ざっくり翻訳:ワクチン投与した人としてない人を比べたら9割以上の有効性があったよ。ワクチンは2回に分けて投与するんだけど、1回目と2回目は3週間空けるから、1回目の28日後、つまり2回目の7日後には効果が表れるってことなんだ。
▼ワクチン開発進展やバイデン氏当確による株高についてはこちら
なお、日本政府はすでにファイザーから来年6月までに、1億2000万回分(6000万人分)のワクチン供給を受けることで合意しています。
ちなみにアストラゼネカからも同様にワクチン供給を受ける予定であり、ファイザーと合わせることで1億2000万人分、国民全員に行き渡る見込みとなっています。
このワクチンですが、「mRNA(メッセンジャーRNA)」を利用してつくられているそうです。

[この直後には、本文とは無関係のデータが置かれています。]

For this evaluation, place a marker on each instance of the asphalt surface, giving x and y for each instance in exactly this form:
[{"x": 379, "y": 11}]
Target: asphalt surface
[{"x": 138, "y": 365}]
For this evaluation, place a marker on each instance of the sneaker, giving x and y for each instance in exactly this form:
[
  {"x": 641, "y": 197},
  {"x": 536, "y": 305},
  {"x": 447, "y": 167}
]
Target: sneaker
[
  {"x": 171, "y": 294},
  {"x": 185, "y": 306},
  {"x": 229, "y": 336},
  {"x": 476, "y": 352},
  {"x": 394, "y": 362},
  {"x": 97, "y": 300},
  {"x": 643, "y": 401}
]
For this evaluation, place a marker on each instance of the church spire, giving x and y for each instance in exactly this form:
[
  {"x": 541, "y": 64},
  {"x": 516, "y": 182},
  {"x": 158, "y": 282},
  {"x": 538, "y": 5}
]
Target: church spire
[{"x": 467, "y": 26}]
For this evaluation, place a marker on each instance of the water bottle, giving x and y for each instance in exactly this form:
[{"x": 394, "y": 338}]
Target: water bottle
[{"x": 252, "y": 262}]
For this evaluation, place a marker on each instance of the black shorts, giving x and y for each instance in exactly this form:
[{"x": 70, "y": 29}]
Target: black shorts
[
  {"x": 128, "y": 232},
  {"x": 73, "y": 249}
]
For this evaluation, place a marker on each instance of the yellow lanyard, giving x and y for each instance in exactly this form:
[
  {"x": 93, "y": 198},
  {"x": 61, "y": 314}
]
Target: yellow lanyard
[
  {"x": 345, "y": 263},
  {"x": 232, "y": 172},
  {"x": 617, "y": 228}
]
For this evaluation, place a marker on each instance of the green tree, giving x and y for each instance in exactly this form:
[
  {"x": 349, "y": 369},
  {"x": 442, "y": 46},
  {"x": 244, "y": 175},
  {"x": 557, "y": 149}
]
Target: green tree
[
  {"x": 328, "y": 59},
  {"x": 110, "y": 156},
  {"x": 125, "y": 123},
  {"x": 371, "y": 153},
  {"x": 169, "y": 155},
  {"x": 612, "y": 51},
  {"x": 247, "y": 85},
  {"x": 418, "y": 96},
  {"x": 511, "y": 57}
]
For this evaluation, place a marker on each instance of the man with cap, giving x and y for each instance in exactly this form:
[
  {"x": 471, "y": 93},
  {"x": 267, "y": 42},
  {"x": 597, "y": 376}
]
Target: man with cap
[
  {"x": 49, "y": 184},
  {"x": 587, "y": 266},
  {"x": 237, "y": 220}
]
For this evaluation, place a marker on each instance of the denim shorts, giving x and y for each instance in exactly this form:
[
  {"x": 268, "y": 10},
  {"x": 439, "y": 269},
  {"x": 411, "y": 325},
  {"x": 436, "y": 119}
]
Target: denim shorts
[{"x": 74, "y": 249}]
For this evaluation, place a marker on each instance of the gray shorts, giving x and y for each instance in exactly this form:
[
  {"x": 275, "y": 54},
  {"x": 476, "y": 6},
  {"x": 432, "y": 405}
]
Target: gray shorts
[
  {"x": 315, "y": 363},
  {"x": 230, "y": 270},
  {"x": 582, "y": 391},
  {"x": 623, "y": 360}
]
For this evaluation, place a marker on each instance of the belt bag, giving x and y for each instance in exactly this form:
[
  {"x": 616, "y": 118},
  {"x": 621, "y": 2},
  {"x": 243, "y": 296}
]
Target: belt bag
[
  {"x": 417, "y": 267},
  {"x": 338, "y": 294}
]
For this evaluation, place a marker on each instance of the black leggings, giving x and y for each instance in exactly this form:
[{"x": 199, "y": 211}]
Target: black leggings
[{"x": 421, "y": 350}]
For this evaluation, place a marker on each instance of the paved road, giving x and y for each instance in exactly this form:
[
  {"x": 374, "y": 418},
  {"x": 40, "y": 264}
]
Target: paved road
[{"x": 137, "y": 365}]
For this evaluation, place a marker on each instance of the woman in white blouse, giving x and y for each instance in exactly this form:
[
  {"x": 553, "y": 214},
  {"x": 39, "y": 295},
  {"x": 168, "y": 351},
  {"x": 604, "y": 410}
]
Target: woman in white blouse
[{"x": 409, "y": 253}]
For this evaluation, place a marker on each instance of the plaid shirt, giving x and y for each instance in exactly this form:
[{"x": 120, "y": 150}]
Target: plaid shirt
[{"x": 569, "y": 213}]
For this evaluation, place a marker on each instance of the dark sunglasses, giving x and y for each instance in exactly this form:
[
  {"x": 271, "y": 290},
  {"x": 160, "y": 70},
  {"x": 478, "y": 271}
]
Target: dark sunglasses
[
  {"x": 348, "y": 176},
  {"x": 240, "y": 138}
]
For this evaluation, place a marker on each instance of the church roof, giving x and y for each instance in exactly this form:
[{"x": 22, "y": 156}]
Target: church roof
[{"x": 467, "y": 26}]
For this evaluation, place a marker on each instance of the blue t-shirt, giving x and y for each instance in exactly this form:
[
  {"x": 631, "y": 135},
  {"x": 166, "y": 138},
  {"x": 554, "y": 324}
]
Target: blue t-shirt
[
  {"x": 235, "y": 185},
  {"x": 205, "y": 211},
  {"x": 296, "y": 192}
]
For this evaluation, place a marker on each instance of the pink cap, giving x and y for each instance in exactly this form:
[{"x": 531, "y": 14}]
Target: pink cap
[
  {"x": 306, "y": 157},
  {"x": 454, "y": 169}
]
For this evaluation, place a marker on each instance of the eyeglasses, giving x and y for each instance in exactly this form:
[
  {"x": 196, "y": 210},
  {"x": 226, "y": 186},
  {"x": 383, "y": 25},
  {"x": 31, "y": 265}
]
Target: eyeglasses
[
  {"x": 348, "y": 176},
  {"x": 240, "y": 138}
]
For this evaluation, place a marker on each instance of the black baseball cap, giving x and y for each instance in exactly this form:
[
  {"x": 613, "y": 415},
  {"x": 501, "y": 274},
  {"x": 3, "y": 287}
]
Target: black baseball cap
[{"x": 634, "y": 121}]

まったくわからなかったので調べてみると、どうもDNAに関連する機能のようです。
DNAは遺伝子情報を持つ二重らせん構造の物質であることは有名ですが、正式名称はdeoxyribonucleic acid(デオキシリボ核酸)と言うそうです。
対してRNAはribonucleic acid(リボ核酸)と呼ばれ、それぞれデオキシリボースを持つ核酸、リボースを持つ核酸という分子となっています。
DNAは生命に必要なたんぱく質を合成するための設計図として機能していますが、設計図だけではものづくりはできませんよね。
そこで必要になるのがmRNAです。
たい焼きで例えると、まず元になるたい焼きがDNAです。
そしてたい焼きの型をとり、焼き型となるのがmRNAです。
その後たい焼きの型(mRNA)に材料(アミノ酸)をたい焼き職人(tRNA、トランスファーRNA)が流し込み、DNA通りにたんぱく質がつくられる、という流れになります。

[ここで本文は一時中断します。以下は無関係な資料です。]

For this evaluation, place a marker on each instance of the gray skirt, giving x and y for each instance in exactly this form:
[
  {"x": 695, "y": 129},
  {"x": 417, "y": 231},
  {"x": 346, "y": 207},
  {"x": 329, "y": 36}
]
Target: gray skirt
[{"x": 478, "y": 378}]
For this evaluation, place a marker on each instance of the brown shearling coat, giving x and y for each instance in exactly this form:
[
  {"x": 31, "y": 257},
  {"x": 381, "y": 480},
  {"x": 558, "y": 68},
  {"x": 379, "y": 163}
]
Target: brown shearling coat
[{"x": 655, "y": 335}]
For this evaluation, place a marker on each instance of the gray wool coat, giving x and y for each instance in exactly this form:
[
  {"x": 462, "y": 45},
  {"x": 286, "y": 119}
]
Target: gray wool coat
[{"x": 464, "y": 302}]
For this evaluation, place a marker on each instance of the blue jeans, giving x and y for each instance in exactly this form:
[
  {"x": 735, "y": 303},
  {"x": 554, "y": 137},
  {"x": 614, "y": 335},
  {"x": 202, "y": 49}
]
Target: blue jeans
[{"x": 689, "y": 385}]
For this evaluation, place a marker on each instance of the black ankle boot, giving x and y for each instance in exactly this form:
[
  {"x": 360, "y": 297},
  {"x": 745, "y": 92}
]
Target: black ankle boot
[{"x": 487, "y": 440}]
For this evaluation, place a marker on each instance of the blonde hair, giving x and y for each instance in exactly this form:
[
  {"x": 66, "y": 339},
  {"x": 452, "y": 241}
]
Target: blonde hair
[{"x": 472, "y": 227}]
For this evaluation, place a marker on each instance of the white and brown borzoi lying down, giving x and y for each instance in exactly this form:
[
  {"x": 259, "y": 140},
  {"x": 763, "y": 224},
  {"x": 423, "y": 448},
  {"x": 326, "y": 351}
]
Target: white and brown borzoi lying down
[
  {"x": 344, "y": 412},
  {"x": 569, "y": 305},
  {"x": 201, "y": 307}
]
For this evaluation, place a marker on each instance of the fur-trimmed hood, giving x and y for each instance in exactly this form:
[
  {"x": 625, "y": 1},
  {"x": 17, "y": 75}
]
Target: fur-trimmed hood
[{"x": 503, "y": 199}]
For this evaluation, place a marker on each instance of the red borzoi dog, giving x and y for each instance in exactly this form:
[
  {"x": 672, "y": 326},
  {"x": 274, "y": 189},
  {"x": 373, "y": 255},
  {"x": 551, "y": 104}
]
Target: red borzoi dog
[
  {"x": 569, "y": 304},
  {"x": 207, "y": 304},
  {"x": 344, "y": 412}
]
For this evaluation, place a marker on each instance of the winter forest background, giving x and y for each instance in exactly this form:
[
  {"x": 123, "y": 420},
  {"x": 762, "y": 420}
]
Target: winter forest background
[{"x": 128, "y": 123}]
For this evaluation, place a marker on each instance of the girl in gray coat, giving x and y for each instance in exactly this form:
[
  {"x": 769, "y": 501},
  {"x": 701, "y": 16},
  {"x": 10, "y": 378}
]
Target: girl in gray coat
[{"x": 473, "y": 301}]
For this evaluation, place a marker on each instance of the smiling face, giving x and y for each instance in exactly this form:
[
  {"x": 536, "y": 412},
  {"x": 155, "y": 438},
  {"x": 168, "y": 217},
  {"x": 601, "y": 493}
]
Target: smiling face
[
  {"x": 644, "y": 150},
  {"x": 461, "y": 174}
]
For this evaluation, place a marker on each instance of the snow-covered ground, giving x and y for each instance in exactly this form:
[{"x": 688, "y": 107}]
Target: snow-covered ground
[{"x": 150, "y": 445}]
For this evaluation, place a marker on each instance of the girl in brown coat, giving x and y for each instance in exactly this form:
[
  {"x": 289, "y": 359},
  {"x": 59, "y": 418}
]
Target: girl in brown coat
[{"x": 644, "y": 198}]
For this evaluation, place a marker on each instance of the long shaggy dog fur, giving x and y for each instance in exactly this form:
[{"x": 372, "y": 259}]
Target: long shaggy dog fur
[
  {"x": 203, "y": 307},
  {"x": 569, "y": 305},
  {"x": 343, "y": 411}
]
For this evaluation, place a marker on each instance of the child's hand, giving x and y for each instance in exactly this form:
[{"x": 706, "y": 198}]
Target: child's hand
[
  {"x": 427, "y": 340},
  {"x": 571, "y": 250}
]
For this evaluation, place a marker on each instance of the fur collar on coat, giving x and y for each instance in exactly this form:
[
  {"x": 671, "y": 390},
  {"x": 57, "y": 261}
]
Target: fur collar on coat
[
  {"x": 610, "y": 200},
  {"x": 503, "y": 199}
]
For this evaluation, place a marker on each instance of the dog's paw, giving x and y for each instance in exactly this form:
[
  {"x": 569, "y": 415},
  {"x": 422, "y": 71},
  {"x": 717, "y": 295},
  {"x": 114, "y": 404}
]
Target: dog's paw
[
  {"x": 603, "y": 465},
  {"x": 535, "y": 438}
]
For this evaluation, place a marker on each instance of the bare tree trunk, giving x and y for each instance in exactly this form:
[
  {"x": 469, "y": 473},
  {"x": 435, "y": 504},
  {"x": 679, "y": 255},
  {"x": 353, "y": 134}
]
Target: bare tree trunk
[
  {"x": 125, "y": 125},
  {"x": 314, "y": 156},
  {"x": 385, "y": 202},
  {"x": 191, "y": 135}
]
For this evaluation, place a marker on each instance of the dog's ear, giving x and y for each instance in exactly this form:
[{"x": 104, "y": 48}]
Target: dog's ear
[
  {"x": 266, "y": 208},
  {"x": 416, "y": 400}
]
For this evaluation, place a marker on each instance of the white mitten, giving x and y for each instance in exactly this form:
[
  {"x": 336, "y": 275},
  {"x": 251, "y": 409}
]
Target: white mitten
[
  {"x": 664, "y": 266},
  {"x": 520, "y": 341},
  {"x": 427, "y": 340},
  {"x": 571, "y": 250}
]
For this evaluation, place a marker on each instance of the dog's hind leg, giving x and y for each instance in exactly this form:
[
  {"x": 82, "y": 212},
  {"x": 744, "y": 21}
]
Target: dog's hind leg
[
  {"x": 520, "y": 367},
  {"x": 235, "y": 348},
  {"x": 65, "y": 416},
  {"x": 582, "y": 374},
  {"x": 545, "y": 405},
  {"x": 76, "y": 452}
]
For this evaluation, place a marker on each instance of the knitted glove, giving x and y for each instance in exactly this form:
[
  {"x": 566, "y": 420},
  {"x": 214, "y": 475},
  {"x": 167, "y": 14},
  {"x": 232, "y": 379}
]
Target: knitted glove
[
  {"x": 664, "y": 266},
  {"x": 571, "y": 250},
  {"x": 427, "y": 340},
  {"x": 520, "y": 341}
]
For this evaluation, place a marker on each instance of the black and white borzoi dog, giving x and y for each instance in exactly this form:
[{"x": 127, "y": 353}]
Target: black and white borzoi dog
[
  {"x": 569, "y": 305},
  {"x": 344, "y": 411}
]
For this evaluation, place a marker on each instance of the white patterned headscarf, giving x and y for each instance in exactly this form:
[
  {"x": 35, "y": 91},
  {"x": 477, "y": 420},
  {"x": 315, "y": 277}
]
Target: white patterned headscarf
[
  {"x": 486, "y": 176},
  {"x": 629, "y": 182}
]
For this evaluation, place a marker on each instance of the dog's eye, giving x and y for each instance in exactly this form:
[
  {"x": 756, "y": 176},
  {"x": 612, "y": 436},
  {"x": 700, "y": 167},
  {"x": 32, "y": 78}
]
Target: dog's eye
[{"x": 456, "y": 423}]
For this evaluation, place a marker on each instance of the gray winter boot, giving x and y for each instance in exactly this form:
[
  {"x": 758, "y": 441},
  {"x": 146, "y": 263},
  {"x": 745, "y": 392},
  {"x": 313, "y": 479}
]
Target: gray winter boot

下記サイトでたい焼きづくり、もといDNAの複製が映像でわかりやすく説明されています。
このうちDNAからmRNAへ転写されるメカニズム(たい焼きから焼き型をつくる仕組み)については、理化学研究所の横山茂之特別招聘研究員らが解明しています。
分子生物学のバイブル「Molecular Biology of THE CELL」にも上記の研究成果が載っているようです。
ファイザーの新ワクチンの仕組みは以下の図の通りです。
まずコロナウイルスの周囲の突起を構成する遺伝子配列を解読し、そこからmRNAを作成、LNP(脂質ナノ粒子)の袋に詰めて人間の細胞に投与します。
投与されたmRNAに従ってコロナウイルスのたんぱく質がつくられ、免疫がつくという流れです。
このワクチンが画期的なのは、今後新たな感染症が発生した場合でも、同様にmRNAをつくればすぐにワクチンが作成できる可能性があるということです。
たい焼きで例えると、新しい焼き菓子が流行ったとしてもすぐに構造を見抜き焼き型をつくることが出来れば、対抗して売り出せるようなものでしょうか。
今回の報道で、生命科学の偉大さと神秘を感じました。
と同時に、たい焼きも食べたくなりました。ちなみにこしあん派です。